Inzwischen führt der 63-jährige Bolsonaro in den Umfragen mit 35 Prozent der Stimmen. Er konnte diesen Vorsprung in den letzten Tagen sogar noch ausbauen vor dem Zweitplatzierten, dem Ex-Bürgermeister und Bildungsminister Fernando Haddad von der linken Arbeiterpartei, der bei 22 Prozent in den Polls stagniert. Als diese Woche Gerüchte auftauchten, dass Bolsonaro sogar schon im ersten Wahldurchgang gewinnen könnte, war das für die Märkte das lange erwartete Startsignal: Sofort begannen die Investoren auf Brasilien zu setzen. Die Börse in São Paulo legte zeitweise um fast acht Prozent zu. Der Dollar verlor fünf Prozent gegen den Real. Vor allem auch ausländische Investoren kauften Aktien und Anleihen aus Brasilien. Dabei hält die Rating-Agentur Standard & Poor's Bolsonaro als Präsident für ein höheres Risiko für die Wirtschaft als Haddad. Bolsonaro sei ein politischer Outsider und könnte mehr Probleme haben, sein Wirtschaftsprogramm umzusetzen, heißt es bei S&P.

Doch diese Sorgen scheinen die Investoren nicht zu teilen. Für sie ist ausgemacht, dass Bolsonaro als Präsident die nötigen wirtschaftlichen Reformen vorantreiben wird.

Doch damit könnten sie falsch liegen. Denn Brasilien steuert auf eine schwere Finanzkrise zu. Das Nachbarland Argentinien macht vor, wie schnell ein Land derzeit umkippen kann. Argentinien ist in wenigen Monaten vom Star der Schwellenländer zum Bittsteller beim IWF abgestiegen. In Brasilien ist das Haushaltsdefizit mit 7,6 Prozent BIP sogar noch grösser als in Argentinien. „Es ist das größte Budgetdefizit weltweit“, warnen die Experten der Investmentbank JP Morgan. Die Staatsschulden bewegen sich auf 80 Prozent des BIP zu. Deswegen ist der Real seit März um ein Drittel zum US-Dollar abgesackt. Jeder Kandidat müsse schnell überzeugende Reformen vorweisen, wie er das Staatsdefizit senken will, so JP Morgan. „Die Märkte werden dem nächsten Präsidenten keinen Vertrauensvorschuss mehr geben.“

Kein Wunder: Die Wirtschaft treibt seit nun fast vier Jahren weitgehend führungslos vor sich hin. Nach einer dreijährigen Rezession stagniert die Wirtschaft bereits wieder. 13 Millionen Brasilianer sind arbeitslos. Doppelt so viele sind unterbeschäftigt. Die achtgrößte Ökonomie weltweit verliert zunehmend den Anschluss in der Weltwirtschaft. Seine Infrastruktur, das Bildungssystem verschlechtern sich rapide. Bei Themen wie Digitalisierung, Industrie 4.0, Big Data, Künstliche Intelligenz wird die Industrie des Landes hoffnungslos abgehängt. Der Staat ist extrem ineffizient. Das Rentensystem ist nicht mehr finanzierbar. In geschätzt fünf Jahren würde das gesamte Staatsbudget für Rentenzahlungen draufgehen.

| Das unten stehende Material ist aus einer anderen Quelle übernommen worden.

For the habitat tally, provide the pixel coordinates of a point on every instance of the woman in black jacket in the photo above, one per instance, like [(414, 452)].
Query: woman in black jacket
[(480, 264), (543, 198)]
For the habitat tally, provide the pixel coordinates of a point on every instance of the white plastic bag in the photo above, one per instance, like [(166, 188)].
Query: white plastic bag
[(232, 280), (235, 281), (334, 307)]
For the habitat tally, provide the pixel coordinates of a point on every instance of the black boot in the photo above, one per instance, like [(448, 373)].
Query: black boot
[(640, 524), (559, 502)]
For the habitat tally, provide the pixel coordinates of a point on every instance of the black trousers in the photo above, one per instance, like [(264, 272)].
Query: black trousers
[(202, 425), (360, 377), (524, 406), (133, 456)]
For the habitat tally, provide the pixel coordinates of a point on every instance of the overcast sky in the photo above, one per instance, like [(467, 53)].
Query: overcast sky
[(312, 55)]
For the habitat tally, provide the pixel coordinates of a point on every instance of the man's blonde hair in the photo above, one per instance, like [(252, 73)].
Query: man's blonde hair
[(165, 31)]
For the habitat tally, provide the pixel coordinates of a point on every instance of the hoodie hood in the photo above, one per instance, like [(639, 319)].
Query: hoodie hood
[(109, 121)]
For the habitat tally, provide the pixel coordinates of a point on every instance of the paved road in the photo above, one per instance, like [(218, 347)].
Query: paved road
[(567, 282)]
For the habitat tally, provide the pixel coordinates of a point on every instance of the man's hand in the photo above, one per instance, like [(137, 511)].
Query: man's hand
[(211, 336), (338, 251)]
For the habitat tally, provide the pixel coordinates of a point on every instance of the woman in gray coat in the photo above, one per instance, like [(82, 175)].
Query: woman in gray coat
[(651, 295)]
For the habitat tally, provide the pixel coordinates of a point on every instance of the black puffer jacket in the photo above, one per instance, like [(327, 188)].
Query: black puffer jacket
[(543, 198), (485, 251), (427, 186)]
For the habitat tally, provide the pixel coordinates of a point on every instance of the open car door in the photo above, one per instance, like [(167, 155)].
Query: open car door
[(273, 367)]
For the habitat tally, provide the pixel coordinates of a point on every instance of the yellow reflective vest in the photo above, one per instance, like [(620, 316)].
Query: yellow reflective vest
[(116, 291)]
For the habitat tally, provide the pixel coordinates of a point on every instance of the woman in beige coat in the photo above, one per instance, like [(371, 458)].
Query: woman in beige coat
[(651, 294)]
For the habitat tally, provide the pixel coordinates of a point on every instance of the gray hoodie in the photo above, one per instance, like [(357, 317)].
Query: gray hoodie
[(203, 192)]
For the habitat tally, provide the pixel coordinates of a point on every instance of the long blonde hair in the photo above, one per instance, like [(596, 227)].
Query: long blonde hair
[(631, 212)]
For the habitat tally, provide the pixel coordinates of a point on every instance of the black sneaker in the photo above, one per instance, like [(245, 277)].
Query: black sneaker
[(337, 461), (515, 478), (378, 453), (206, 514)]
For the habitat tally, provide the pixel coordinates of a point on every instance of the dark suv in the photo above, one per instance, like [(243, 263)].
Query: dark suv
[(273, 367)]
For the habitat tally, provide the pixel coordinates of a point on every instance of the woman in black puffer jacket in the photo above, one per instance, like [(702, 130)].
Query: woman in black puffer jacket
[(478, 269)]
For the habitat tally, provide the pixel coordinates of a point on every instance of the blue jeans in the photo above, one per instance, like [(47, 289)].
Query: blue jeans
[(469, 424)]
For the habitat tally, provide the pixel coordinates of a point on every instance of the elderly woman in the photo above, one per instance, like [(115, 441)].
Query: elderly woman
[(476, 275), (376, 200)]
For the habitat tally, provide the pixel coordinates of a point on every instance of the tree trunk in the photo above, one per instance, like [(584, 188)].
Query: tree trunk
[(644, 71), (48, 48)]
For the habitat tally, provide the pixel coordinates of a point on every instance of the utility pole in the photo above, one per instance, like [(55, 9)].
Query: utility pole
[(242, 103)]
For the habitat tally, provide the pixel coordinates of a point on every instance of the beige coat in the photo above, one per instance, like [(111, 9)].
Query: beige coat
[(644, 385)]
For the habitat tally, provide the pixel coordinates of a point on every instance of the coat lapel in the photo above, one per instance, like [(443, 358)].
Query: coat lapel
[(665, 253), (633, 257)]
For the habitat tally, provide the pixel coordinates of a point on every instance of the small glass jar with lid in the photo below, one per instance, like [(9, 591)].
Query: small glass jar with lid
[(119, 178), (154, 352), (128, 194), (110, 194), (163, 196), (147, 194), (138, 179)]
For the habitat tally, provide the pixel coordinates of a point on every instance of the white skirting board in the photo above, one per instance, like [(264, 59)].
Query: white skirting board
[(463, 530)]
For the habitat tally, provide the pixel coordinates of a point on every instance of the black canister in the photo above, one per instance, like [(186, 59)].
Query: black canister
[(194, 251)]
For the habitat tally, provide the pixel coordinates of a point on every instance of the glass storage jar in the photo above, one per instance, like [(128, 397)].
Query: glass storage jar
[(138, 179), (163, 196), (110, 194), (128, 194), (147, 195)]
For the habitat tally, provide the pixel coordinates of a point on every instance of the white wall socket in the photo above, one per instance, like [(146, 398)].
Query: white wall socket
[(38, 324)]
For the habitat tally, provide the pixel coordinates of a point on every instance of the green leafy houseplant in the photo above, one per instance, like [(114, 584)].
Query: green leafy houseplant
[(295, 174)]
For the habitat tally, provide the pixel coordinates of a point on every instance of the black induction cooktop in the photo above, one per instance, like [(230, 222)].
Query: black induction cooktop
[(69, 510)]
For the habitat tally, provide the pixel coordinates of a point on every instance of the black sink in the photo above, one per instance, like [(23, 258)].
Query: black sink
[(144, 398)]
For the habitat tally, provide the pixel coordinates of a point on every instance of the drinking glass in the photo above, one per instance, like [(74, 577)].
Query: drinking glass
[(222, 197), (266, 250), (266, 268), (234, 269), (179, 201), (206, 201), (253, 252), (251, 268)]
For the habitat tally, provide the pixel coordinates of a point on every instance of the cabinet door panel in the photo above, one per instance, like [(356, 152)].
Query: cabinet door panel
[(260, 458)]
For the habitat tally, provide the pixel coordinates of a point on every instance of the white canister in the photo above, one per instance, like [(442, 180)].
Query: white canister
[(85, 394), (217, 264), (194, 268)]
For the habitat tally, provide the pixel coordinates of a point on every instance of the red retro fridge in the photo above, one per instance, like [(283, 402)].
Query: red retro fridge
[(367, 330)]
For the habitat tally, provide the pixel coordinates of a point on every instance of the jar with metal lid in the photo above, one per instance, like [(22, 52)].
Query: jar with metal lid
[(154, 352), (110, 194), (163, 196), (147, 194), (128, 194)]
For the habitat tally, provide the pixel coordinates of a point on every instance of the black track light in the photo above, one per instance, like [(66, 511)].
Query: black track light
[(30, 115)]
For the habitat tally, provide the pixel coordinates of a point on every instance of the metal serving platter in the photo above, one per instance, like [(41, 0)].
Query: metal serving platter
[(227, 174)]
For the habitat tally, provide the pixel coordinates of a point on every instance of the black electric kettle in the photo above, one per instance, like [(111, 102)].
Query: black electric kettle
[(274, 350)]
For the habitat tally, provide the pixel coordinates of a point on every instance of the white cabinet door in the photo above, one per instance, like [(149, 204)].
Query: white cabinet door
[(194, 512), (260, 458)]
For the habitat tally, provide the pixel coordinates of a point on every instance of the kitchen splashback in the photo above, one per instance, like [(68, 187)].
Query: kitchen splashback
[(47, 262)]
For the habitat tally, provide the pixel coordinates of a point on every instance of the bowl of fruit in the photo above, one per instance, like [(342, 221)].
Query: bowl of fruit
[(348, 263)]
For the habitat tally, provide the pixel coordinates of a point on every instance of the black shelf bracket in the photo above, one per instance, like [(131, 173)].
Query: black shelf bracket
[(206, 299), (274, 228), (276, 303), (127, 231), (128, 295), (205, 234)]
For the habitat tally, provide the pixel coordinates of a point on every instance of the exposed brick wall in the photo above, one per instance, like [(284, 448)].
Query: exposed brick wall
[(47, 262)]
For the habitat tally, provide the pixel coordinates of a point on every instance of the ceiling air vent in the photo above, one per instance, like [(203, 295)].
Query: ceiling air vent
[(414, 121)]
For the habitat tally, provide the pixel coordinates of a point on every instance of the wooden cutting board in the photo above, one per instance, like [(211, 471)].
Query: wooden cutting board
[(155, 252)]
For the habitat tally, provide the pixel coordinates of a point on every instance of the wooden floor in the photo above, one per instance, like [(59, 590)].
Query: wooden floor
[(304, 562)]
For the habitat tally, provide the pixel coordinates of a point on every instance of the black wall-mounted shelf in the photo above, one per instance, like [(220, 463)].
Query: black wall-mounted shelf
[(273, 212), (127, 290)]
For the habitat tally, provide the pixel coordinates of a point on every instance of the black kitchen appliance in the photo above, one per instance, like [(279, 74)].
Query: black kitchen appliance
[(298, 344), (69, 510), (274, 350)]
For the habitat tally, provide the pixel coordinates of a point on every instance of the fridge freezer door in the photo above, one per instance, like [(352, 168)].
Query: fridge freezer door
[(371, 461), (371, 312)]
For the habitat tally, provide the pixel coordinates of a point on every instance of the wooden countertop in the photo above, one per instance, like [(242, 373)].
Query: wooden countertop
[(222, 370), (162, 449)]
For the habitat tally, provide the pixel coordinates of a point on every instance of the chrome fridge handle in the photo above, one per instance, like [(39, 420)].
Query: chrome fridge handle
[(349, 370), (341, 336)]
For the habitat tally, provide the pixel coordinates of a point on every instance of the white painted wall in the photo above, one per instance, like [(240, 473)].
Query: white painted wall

Doch das sind alles keine Themen im Wahlkampf. Der ehemalige militärische Sportlehrer Bolsonaro gibt sogar offen zu, dass er keine Ahnung von Wirtschaft hat. Bei Fragen und Zweifeln solle man sich doch direkt an seinen Wirtschaftsberater wenden. Das ist der Investmentbanker Paulo Guedes, der auch als Gründer einer Wirtschaftsuniversität erfolgreich war und sehr wohlhabend ist. Der 69-jährige Guedes gilt als jemand, der schon immer alles besser gewusst hat.

Als Superminister für Wirtschaft, Planung, Finanzen und Privatisierungen unter Präsident Bolsonaro will er das umsetzen, was er an den Regierungen und ihren Wirtschaftspolitiken in den letzten 30 Jahren kritisiert hat. Dabei hat der Multimillionär weder jemals ein Ministerium noch eine öffentliche Verwaltung geführt.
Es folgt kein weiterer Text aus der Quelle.